Colin, cracheur de feu : XXV - Le prieur
Colin, cracheur de feu : I - Colin
Un homme est apparu sur le seuil. Un ecclésiastique. Plutôt grand et mince. Une quarantaine d'années. Il était vêtu d'une soutane blanche, surmontée d'un scapulaire marron, et retenue par une ceinture rudimentaire, presque une simple corde. Il avait les cheveux courts, un regard intense. Ses yeux étaient chaussés d'une étrange paire de lunettes très vintage, façon années soixante, ces lunettes à la monture fine « remboursées à 100% par la sécu ». Ses lèvres étaient fines et arboraient une sorte de demi-sourire un peu figé.

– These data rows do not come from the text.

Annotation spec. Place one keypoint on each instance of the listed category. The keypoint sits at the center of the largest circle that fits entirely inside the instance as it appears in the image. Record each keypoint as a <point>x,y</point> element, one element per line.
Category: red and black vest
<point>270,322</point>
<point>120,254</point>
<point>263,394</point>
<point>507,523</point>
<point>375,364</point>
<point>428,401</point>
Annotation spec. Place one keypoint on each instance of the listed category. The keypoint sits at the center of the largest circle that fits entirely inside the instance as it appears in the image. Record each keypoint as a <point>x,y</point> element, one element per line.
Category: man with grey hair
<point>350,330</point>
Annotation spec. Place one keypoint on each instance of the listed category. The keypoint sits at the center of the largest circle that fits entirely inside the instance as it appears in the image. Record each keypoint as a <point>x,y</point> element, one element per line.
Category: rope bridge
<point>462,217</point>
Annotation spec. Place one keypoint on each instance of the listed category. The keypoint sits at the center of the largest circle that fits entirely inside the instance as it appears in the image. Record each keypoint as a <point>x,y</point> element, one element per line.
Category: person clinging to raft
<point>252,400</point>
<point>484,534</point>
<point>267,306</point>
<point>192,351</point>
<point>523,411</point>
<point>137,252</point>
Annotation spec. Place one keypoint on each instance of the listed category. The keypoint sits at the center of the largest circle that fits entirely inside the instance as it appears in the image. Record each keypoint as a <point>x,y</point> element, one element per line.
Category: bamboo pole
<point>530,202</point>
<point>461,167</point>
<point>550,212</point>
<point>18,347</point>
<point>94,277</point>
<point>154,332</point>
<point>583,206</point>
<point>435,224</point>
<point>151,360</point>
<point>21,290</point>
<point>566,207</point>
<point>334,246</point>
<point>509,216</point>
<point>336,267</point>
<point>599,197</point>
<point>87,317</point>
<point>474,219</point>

Surpris, je ne savais pas trop par quoi commencer, puis ça jailli de moi comme ça, sans effort. J'ai demandé « Avez-vous de la place pour la nuit ? ».

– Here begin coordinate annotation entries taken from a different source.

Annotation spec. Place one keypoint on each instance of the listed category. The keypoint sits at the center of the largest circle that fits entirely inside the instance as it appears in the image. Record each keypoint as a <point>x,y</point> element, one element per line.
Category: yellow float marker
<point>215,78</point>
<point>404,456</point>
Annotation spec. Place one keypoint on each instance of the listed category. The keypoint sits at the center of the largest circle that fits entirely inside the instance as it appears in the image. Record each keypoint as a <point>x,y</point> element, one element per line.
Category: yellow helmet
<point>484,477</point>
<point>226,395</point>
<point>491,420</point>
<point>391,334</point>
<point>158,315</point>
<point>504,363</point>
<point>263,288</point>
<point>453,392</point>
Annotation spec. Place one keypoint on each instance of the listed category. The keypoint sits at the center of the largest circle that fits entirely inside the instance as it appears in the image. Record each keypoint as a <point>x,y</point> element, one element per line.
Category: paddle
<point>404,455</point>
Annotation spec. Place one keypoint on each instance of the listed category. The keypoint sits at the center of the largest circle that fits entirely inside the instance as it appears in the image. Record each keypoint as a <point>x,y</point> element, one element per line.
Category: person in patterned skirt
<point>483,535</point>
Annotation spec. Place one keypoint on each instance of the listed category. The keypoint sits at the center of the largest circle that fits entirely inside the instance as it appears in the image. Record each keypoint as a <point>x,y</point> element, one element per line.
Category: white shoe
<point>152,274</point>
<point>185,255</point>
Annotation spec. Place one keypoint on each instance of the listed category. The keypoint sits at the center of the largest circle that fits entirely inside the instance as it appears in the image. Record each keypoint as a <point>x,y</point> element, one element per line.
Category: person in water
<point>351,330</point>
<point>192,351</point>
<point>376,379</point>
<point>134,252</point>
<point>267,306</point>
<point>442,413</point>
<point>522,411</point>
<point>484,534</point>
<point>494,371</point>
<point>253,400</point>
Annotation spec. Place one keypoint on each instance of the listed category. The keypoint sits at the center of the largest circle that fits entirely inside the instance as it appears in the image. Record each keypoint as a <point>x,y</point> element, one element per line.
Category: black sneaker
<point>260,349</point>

« Oui, bien sûr, nous ne pouvons pas vous laisser dehors par ce froid, n'est-ce-pas ? » il m'a répondu, puis il s'est glissé derrière nous, a refermé la lourde porte en bois. Une lumière chiche peinait a dissiper la pénombre dans l'entrée. Les murs, badigeonnés à la chaux ruisselaient d'humidité.
« Suivez-moi, m'a dit l'homme ». Nous avons emprunté une série de couloirs éclairés avec parcimonie par des torches électriques suspendues aux murs et disposées à intervalles réguliers. L'ensemble communiquait avec l'extérieur par d'étroites meurtrières. Puis des escaliers. Des volées de marches interminables. J'ai deviné que nous progressions à l'intérieur de l'immense bâtisse ceinturée par le mur monumentale que j'avais aperçu tout à l'heure.

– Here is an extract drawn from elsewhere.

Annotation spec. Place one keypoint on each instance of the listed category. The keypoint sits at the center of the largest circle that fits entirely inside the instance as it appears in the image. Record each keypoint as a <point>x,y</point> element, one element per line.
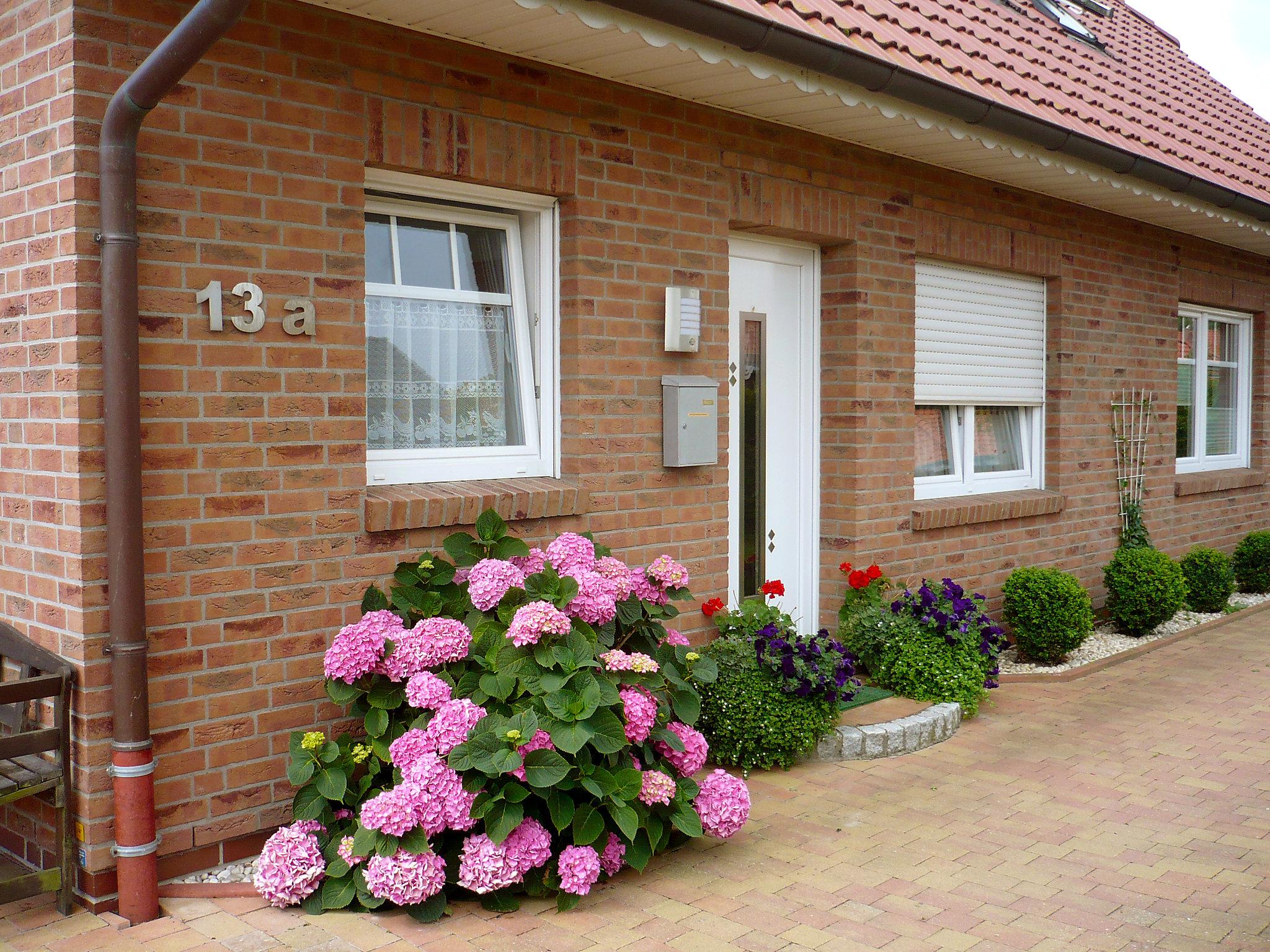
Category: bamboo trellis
<point>1130,423</point>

L' homme s'est retourné vers nous et a déclaré «Nous allons bientôt arriver en haut. Nous sommes maintenant sur la crête de la falaise ». Nous avons débouché dans une pièce spacieuse au milieu laquelle était disposée une vaste table en bois massif. Toute une batterie d'ustensiles de cuisine était suspendue au mur. L'homme m'a fait signe de m'asseoir sur le banc, m'a demandé si j'avais faim. Déconcerté par cette entrée en matière, je suis resté figé un temps, puis j'ai hoché de le tête. Alors il s'est équipé d'un grand tablier blanc suspendu à une patère, près de la cuisinière, il s'est emparé d'une lourde poêle en fonte dans laquelle il a commencé à faire rissoler des pommes de terre, puis il a cassé quatre œufs dans un grand bol, a rajouté ensuite divers ingrédients que j'avais du mal à discerner, s'est mis à battre l'ensemble avec énergie. Tandis qu'il versait le tout dans la poêle en faisant monter vers le plafond un grand nuage de vapeur, il s'est tourné vers moi :
« D'où venez-vous comme ça ? », m'a-t-il dit ? « La saison des pèlerinages est terminée »... devant mon air un peu ahuri, il a cru bon de devoir s'expliquer :
« C'est que Vive-la-Gaillarde est une étape très réputée sur la route de Compostelle,... Nous servons en quelque sorte de maison d'hôte pour les pèlerins qui entreprennent le voyage. Mais à la belle saison, s'entend »... La fin de sa phrase est restée en suspens comme ça, quelques instants, comme en contrepoint à ses interrogations, à la question qu'il se posait sur le but réel de ma présence ici. Puis il a jeté un regard vers ses fourneaux, s'est emparé de la poêle, a glissé avec adresse l'omelette dans une assiette. Il est parti chercher un carafon de grès et un verre à pied sur une étagère et les a disposés devant moi. Une odeur délicate montait devant moi, venait flatter mes narines.
« Tenez, du vin de nos vignes, goûtez, il n'est pas si mauvais ». Disant cela, je le sentais qui m'observait. Minutieusement. C'était très étonnant. Il se gratta la gorge avant de poursuivre : « Tenez, vous allez me dire que c'est curieux, mais... votre visage me dit quelque chose ».